The year is only half over, but I already have serious doubts that there will be any other book that I read this year that will knock this one off the top of my list of favorite books read in 2017. When I first read the description of Rabbit Cake, I knew I had to read it. Within the first few pages, I was already telling anyone who would listen that they had to read it too. With every page afterwards, I fell more and more in love with the story of Elvis Babbitt and her family as they deal with the loss of her mother, Eva. Elvis tells the story in a way that only a twelve-year-old could, and the beautiful mix of her grief, curiosity, and remaining innocence and naivety is the perfect recipe for a truly incredible character. Annie Hartnett created a true gem of a character in Elvis. I just finished this book earlier today, and I already miss Elvis’s presence.

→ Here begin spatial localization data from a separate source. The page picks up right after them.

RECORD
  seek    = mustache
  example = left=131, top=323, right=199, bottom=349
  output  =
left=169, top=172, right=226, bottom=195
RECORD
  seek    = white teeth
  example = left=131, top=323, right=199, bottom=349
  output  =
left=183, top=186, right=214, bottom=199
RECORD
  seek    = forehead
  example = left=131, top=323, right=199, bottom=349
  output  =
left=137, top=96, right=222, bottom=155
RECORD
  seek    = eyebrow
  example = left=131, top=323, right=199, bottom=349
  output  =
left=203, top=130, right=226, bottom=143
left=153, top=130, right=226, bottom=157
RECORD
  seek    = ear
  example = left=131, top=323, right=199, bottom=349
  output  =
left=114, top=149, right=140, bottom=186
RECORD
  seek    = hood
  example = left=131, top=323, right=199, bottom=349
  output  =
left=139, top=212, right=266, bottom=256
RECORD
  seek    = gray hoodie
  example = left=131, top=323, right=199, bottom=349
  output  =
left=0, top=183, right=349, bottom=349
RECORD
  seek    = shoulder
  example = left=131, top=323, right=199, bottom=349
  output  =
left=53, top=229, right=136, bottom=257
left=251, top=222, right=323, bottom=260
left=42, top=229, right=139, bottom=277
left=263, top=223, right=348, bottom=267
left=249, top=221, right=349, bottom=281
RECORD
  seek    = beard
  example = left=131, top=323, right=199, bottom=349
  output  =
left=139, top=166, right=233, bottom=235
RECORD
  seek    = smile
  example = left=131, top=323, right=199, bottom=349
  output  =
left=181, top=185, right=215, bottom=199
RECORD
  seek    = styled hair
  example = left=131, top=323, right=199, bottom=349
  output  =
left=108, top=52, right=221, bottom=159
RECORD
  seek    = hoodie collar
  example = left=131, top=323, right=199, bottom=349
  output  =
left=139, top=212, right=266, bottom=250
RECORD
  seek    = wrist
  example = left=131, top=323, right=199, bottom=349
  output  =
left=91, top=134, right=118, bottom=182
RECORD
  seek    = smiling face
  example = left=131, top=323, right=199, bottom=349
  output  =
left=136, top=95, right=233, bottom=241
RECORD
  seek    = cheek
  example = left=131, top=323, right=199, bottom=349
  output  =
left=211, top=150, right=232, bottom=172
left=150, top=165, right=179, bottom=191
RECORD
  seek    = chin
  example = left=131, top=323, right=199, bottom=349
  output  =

Every single aspect of Rabbit Cake warrants the love I have for this book. I love the dark humor, and the level to which Hartnett developed the characters made me know enough about them to love them and invest in their development while still leaving me with enough questions to have plenty to ponder. I found myself personally invested in all the characters, even minor ones such as Jackie Friskey, and Hartnett has a way of making even brief moments carry tremendous emotional weight that left me in tears several times throughout the book. Her choice to have Elvis tell this story was absolutely perfect, and Elvis herself is the source of much of the love I have for Rabbit Cake.
However, the true beauty of Rabbit Cake lies in the way Hartnett threaded the theme of grief throughout the novel in such a variety of ways. Elvis, Lizzie, and their dad all went through the process of grieving for Eva in unique ways, and the other types of grief they experienced were powerful examples of how life presents us with different types of sorrow, and how people deal with their sorrow is complex.
This is simply a beautiful book that made me laugh at some moments, sob at others, and get teary-eyed when I finished purely because I was sad that it was over.